В одиннадцать часов дня в субботу Макаров уехал в Салинс к Бушико. Он потом рассказывал, что, приехав, поручика не застал в гостинице. Бушико вернулся только вечером. Узнав, что его ждут, он тотчас же попросил Макарова к себе. Войдя в комнату начальника, Макаров заметил, что Бушико куда-то спешит. Он был одет в новый китель и ходил быстро по комнате, позвякивая шпорами. Поздоровавшись на ходу с Макаровым, он, опрыскивая себя духами, сказал:

– Я очень тороплюсь. Вон на письменном столе возьми деньги и проверь. Напиши расписку. Я вернусь только завтра утром… Ну, а как твое здоровье?

– Пока еще плохо, господин капитан, – ответил Макаров, передавая ему расписку в получении денег.

Как видно, Бушико был в хорошем настроении. Он даже предложил Макарову переночевать в его номере.

Взяв расписку и положив ее в карман, поручик пожелал Макарову спокойной ночи и вышел. В десять часов вечера денщик Безуглый, предупредив Макарова, также ушел из гостиницы, сказав, что он придет часа в два ночи.

Макаров воспользовался случаем. Найдя штамп и печать начальника отряда, он заготовил двадцать пять бланков. Потом прилег на кушетку, но спал тревожно, часто просыпался. Взглянув в последний раз на часы (было четыре часа утра), он оделся и вышел из гостиницы.

Около семи часов утра Макаров был в ля-Жу. Войдя в канцелярию, он увидел там всех старших сотен, которые ждали получения денег. В несколько минут деньги были розданы, расписки оформлены и подшиты Ананченко к делу. Старшие разошлись по баракам. После их ухода Оченин сообщил Макарову, что все готово, все предупреждены, а к десяти часам придут люди из второй сотни вместе со Станкевичем, который без лишних уговоров согласился бежать. Макаров запер дверь канцелярии и, вынув из кармана привезенные бланки, сказал фельдшеру:

– Садись и пиши пермиссьоны (отпуска).

Фельдшер написал по-французски двадцать две отпускных записки. В каждой говорилось, что такой-то русский солдат отпускается в город Понтарлье сроком на двое суток. Внизу пермиссьона Макаров подписывал по-французски фамилию капитана Бушико.

В девять часов все были в сборе.

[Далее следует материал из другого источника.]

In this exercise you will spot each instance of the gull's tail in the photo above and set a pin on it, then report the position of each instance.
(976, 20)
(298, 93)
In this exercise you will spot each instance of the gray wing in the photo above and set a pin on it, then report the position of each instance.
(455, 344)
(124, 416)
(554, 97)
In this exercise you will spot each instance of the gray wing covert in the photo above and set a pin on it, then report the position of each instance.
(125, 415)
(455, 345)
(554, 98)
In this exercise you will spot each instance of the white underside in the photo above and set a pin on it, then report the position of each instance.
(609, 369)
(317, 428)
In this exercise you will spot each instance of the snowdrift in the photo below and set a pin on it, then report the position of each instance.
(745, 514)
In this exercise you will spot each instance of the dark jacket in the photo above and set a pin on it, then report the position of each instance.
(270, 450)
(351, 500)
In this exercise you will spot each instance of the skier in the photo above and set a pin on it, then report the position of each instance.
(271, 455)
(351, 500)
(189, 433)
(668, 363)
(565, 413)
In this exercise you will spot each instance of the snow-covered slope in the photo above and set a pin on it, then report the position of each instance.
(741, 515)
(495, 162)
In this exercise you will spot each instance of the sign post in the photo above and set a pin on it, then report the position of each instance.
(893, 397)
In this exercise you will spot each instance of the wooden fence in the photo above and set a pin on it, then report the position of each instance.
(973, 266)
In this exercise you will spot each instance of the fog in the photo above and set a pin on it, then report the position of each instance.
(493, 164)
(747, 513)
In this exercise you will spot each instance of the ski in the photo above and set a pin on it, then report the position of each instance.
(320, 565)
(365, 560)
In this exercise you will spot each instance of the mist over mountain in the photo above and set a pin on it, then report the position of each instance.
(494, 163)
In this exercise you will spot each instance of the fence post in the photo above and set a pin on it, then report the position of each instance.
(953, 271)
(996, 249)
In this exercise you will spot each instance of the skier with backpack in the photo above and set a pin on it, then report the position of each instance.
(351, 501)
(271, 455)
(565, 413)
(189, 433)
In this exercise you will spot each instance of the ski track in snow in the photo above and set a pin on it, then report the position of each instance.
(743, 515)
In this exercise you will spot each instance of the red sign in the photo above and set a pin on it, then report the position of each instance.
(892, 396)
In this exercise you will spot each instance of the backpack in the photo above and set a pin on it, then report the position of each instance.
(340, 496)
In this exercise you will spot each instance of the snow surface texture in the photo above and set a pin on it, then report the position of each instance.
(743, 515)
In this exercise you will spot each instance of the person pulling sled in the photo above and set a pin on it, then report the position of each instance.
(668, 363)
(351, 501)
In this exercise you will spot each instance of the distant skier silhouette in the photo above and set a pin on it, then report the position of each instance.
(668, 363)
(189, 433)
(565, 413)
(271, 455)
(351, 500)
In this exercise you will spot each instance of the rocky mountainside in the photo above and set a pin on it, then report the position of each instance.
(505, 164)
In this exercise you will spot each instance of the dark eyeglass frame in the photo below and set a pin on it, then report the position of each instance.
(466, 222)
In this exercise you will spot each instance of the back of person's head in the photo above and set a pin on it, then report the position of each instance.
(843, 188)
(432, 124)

Солдаты заходили в канцелярию и незаметно получали пермиссьоны. В десять часов по предъявлении пропусков в железнодорожную кассу были куплены билеты до станции Понтарлье и обратно, чтобы меньше было подозрений.Вслед за тем группа русских в числе двадцати двух человек села в поезд, шедший на Понтарлье.

Приехав в город, солдаты разбились на несколько мелких групп по три-четыре человека и пошли по улицам, не теряя друг друга из вида. Потом, купив на дорогу съестного, а главное – сигарет и табаку, мы снова собрались вместе и решили пообедать. Деньги были у всех.

Часа в два мы вышли за город, туда, где начинается подножье Альпийских гор. День был сырой, снег валил крупными хлопьями и слепил глаза. Кругом никого не было. Встретились только двое французов. Чтобы рассеять всякое подозрение, мы остановили их и, угощая сигаретами, спросили, далеко ли до самой высокой вершины и с какой стороны к ней лучше подойти. Мы рекомендовались туристами, любителями гор. Французы подробно рассказали нам об Альпах п добавили, что самая высокая горная вершина – зто Монблан, но она далеко и добраться до нее трудно, на это надо потерять несколько дней п иметь с собой хороших проводников-альпинистов.

Поговорив еще несколько минут и еще раз покурив, мы со смехом и шутками, бросая друг в друга комья мокрого снега, пошли потихоньку в горы.